このシリーズはまったくの架空のメカです。登場する世界も私の頭にある世界で、従来の作品とは関係ありません。そのため、できれば購入なさった方が想像力を駆使して、その方なりの改造、塗装をしてくださったらと思っています。
キットを単なる素材と捉え、ディテールを増やしたり真鍮線などで格子やアンテナ等を作ってみたり、流用パーツを貼り付けたりという遊び方もあるでしょう。他の模型への流用パーツとして使うのも面白いかもしれません。燃料/推進剤タンクなどはいろいろと使えるのではないかと思っています。

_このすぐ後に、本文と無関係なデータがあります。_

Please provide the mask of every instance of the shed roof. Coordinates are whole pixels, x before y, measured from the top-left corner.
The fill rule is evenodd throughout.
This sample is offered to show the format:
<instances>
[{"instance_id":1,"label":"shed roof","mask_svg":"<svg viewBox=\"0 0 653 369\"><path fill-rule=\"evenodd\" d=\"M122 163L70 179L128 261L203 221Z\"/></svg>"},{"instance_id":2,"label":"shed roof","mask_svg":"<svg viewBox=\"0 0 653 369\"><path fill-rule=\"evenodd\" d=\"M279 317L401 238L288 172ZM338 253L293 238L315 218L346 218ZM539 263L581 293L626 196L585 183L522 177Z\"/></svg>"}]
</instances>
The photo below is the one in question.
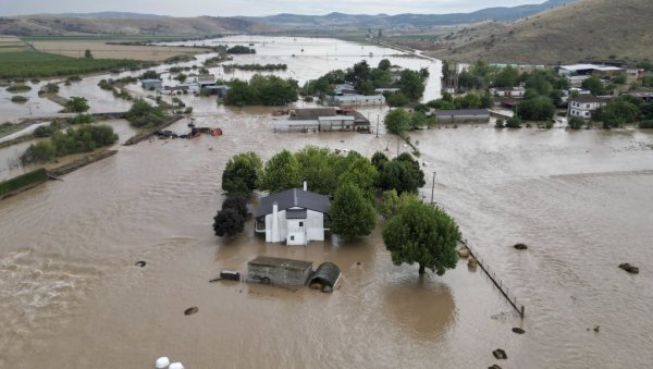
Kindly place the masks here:
<instances>
[{"instance_id":1,"label":"shed roof","mask_svg":"<svg viewBox=\"0 0 653 369\"><path fill-rule=\"evenodd\" d=\"M435 110L435 115L490 115L490 112L488 111L488 109Z\"/></svg>"},{"instance_id":2,"label":"shed roof","mask_svg":"<svg viewBox=\"0 0 653 369\"><path fill-rule=\"evenodd\" d=\"M271 256L259 256L247 262L249 266L283 268L291 270L306 270L312 268L312 261L274 258Z\"/></svg>"},{"instance_id":3,"label":"shed roof","mask_svg":"<svg viewBox=\"0 0 653 369\"><path fill-rule=\"evenodd\" d=\"M279 211L291 208L304 208L328 214L331 208L329 196L311 193L301 188L291 188L261 198L256 209L256 218L272 213L272 205L276 202Z\"/></svg>"}]
</instances>

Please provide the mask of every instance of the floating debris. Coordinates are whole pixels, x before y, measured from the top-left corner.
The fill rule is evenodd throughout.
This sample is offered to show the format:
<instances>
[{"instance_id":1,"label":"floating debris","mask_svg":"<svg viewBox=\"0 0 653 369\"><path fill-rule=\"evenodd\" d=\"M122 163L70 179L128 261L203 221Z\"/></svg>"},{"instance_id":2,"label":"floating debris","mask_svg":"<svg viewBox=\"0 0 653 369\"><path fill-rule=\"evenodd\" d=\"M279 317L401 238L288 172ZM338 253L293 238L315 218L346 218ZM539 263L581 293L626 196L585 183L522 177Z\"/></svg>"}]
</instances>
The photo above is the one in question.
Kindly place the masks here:
<instances>
[{"instance_id":1,"label":"floating debris","mask_svg":"<svg viewBox=\"0 0 653 369\"><path fill-rule=\"evenodd\" d=\"M170 359L165 356L162 356L157 359L157 362L155 364L155 368L157 368L157 369L168 368L169 365L170 365Z\"/></svg>"},{"instance_id":2,"label":"floating debris","mask_svg":"<svg viewBox=\"0 0 653 369\"><path fill-rule=\"evenodd\" d=\"M639 274L639 268L633 267L633 266L629 265L628 262L619 265L619 268L624 269L625 271L627 271L631 274Z\"/></svg>"},{"instance_id":3,"label":"floating debris","mask_svg":"<svg viewBox=\"0 0 653 369\"><path fill-rule=\"evenodd\" d=\"M196 313L197 311L199 311L199 308L197 306L194 306L194 307L189 307L186 310L184 310L184 315L192 316L192 315Z\"/></svg>"},{"instance_id":4,"label":"floating debris","mask_svg":"<svg viewBox=\"0 0 653 369\"><path fill-rule=\"evenodd\" d=\"M501 348L497 348L497 349L493 350L493 352L492 352L492 355L494 355L494 357L495 357L497 360L505 360L505 359L507 359L507 358L508 358L508 355L506 355L506 352L504 352L504 350L503 350L503 349L501 349Z\"/></svg>"}]
</instances>

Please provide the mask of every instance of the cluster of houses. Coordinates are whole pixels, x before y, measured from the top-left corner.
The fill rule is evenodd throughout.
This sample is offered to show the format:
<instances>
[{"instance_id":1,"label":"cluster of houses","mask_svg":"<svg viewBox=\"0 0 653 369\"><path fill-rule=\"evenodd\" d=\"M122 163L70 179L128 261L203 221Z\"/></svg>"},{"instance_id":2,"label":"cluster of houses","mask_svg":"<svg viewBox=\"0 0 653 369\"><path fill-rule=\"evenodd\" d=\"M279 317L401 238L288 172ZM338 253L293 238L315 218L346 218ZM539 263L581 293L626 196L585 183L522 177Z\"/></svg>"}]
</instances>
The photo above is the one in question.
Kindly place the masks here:
<instances>
[{"instance_id":1,"label":"cluster of houses","mask_svg":"<svg viewBox=\"0 0 653 369\"><path fill-rule=\"evenodd\" d=\"M370 121L352 107L291 109L287 119L272 122L274 132L370 132Z\"/></svg>"},{"instance_id":2,"label":"cluster of houses","mask_svg":"<svg viewBox=\"0 0 653 369\"><path fill-rule=\"evenodd\" d=\"M205 91L208 95L217 95L220 98L225 97L229 91L229 86L215 84L215 75L213 74L200 74L189 83L180 83L174 86L164 86L161 79L141 79L140 86L145 89L171 95L184 91L186 94L200 94Z\"/></svg>"}]
</instances>

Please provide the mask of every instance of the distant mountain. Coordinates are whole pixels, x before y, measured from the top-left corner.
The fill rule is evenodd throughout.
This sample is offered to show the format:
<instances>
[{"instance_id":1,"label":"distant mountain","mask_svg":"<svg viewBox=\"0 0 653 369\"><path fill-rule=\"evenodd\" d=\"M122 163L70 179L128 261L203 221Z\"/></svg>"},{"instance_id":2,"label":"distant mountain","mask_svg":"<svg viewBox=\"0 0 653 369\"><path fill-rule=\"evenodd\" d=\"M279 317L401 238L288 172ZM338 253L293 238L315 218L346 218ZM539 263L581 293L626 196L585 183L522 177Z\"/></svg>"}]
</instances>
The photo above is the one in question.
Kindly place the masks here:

塗装も、私の場合は基本的に日本の宇宙船だと全面白で赤のラインがあったり、ロシア製だと濃いめの緑色だったりと、実際のロケットや宇宙船を参考にしています。これも、全面黒とかシルバーグレーとかがあっても面白いと思いますし、特定の作品に出てくる宇宙船のパターンを使うというのもアリだろうと思ってます。
とはいえ、架空のメカに用意されている独自の世界を楽しみにしている方もおられます。そんな方のために、パイオニア・スターシップシリーズの年表やショートストーリー、合成画像なども公開していく予定です。